I found myself taking the phone out of the case a lot. This was mostly because it’s thinner and probably a better experience of using it. The thing is, every time I took it out, I found myself reaching for the case 20 minutes later. While it’s better using the single screen, the Dual Screen is just more fun to use. Even if you aren’t using the second screen, it is fun to snap closed or just have two screens open at once.
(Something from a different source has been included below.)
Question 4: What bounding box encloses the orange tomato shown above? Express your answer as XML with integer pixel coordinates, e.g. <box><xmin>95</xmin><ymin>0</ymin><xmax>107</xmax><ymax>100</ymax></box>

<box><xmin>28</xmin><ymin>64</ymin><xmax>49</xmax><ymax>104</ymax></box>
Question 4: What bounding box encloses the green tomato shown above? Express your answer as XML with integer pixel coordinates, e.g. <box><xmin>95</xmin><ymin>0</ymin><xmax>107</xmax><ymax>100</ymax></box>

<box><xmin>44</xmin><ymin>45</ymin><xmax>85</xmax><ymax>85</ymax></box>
This in no ways compares to the use or function of the Samsung Galaxy Fold. The Galaxy Fold is meant to be a phone and a tablet, to have one smaller screen and a larger one This is meant to have two screens running two apps. It is not a foldable phone nor is it a serviceable competitor to a truly foldable phone. The Dual Screen is a neat idea that can be useful for the most extreme multitaskers.
Should you buy it?
The question “should you buy it” is asked all too often in phone reviews, and I usually don’t like answering that question, but with such a niche product like this LG V50 ThinQ with the Dual Screen, I believe it’s important. This phone (and case) probably isn’t for you. This phone is for those who want to spend over $1,000 on a phone that’s not made by Apple, Samsung, or Google. People who want to try out the most interesting technology. It’s not the best but it’s not bad. If you are willing to spend over $1,000 on something this weird, I say go for it.
If you are in the niche category of people who might be interested in this device, it is available in both the UK and South Korea. LG also just launched the LG G8X with a better Dual Screen in the box. While I didn’t have a chance to use it yet, it does look like LG upgraded what was “wrong” with the V50’s Dual Screen. Only time will tell if this is something LG plans to stick with in the future.